«Le accuse che coinvolgono il Parlamento europeo», dichiara Roberta Metsola, «sono un colpo alla democrazia e a tutto ciò su cui abbiamo lavorato per molti anni. Ci vogliono anni per costruire la fiducia, ma solo un momento per abbatterla». La presidente dell’Europarlamento rappresenta in questi terribili giorni l’ala oltranzista, alla quale, mentre cresce lo sgomento per il Qatergate scoperchiato, spetta il compito più duro e deciso: «Non ci sarà impunità, non ci sarà da nascondere sotto il tappeto, non ci sarà da fare come al solito…».
Una scelta decisa che si muove tra due poli: la «giustizia retributiva», assai sentita e condivisa, come può esserlo ogni reazione di un corpo sano rispetto a una cancrena, con l'intento che la pena-punizione per il crimine appaia proporzionata al reato-crimine commesso; e una «giustizia riparativa», dove invece si considera maggiormente l'obbligo, per l'autore del reato, di accedere a una rieducazione e di rimediare alle conseguenze lesive della sua condotta.
Non crediamo però che i sentimenti e le riflessioni dell’opinione pubblica possano soffermarsi su tali questioni, che toccano la natura stessa e gli strumenti della giustizia. Di sicuro spetta ai corpi sani delle istituzioni reagire con prontezza e fermezza per una vicenda che dischiude scenari in apparenza poco verosimili, in realtà più articolati e ricchi di particolari di quanto ci immaginavamo, man mano che avanzano le indagini. Di sicuro, poi, conviene chiederci, imbracciando il buon senso di ogni cittadino, se esistono percorsi e metodi e riforme per sconfiggere un antico male, la corruzione, che non risparmia cultura o paese. Il nostro, per esempio, è in buona compagnia di altre nazioni della più solida tradizione democratica.
Facciamo due verifiche, una di ordine storico, l’altra più di indagine sociologica.
Con la prima ripercorriamo a ritroso la nostra storia per capire come le vicende pubbliche e private siano state infangate e corrose da grandi scandali legati al fenomeno corruttivo, uno per tutti, e il più eclatante, la stagione di Mani pulite.
Con la seconda proviamo a misurare la corruzione a scala mondiale, scorrendo la classifica del cosiddetto CPI, Indice di percezione della corruzione nel settore pubblico e nella politica. Dal CPI, assegnando punti che vanno da 0, per i Paesi più corrotti, a 100 per quelli meno corrotti, si può capire quali siano i campioni del fenomeno corruttivo. La media, aggiornata al 2022, staziona da un decennio intorno ai 42-43 su 100. Ma… udite udite, l’Italia è il fanalino di coda dell’Europa occidentale, pur avendo di recente guadagnato 3 punti: siamo al 42esimo posto nella classifica mondiale con 56 punti.

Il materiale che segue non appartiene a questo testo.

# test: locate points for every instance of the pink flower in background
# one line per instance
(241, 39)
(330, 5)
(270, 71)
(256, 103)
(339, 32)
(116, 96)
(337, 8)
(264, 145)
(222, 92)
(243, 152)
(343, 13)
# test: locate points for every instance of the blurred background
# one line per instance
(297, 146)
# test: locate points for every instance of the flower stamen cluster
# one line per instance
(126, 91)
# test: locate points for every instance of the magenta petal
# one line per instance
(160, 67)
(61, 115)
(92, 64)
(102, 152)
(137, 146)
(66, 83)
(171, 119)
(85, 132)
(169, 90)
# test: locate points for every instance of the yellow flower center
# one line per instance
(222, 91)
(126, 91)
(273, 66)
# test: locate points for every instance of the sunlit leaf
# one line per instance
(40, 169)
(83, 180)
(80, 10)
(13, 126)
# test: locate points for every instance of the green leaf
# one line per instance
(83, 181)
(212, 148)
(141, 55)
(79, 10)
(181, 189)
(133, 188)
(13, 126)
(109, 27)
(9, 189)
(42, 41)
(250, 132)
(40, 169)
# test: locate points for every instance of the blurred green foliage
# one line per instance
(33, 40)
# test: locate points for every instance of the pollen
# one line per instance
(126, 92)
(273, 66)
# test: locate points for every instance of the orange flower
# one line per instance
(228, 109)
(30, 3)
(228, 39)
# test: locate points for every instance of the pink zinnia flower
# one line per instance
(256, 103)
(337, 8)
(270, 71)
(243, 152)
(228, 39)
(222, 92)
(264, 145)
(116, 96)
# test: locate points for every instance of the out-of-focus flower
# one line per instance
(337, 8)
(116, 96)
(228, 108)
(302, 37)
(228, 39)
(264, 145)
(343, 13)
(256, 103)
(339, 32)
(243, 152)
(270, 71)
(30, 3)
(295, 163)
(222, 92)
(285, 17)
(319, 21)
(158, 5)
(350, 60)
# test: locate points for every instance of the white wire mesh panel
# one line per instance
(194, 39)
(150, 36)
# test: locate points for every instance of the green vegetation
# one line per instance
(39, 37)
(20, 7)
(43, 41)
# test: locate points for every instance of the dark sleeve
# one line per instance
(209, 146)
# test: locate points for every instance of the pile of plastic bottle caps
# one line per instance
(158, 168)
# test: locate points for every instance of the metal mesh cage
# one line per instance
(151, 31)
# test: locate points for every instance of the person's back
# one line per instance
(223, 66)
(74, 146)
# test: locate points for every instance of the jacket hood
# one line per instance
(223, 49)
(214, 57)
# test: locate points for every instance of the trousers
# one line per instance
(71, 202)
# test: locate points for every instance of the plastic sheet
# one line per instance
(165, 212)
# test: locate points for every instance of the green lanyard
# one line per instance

Mettendo da parte falsi moralismi, dobbiamo quindi prendere atto che quello di corrompere (e di farsi corrompere) è… l’altro più antico mestiere del mondo, così come che gli sforzi di ordine strutturale-normativo ma anche comportamentale probabilmente sono destinati a fallire. Pur senza voler, con questo, sbarrare la strada alla giustizia.
Allora, più che di una giustizia retributiva e/o riparativa, abbiamo bisogno di una giustizia… rifondativa, cioè di una rivoluzione del sistema di formazione che restituisca agli individui, alle cose e ai principi il loro valore reale, per distinguere il legale dall’illegale, il lecito dall’illecito, per definire il senso di una norma ma anche del merito e della dignità della persona.
Pensiamo che bisogna voltar pagina rispetto alla società dell’indifferenza, dove neanche l’indignazione riesce più a far leva su una tragica storia che né il 68 né Tangentopoli né la lunga catena di misteri sono riusciti a cambiare.
Pensiamo che bisogna scuotere le coscienze, a partire da quelle dei giovani, nelle case, nelle scuole, nei luoghi dove si struttura l’educazione come emulazione degli uomini onesti e viaggio nel firmamento dei principi.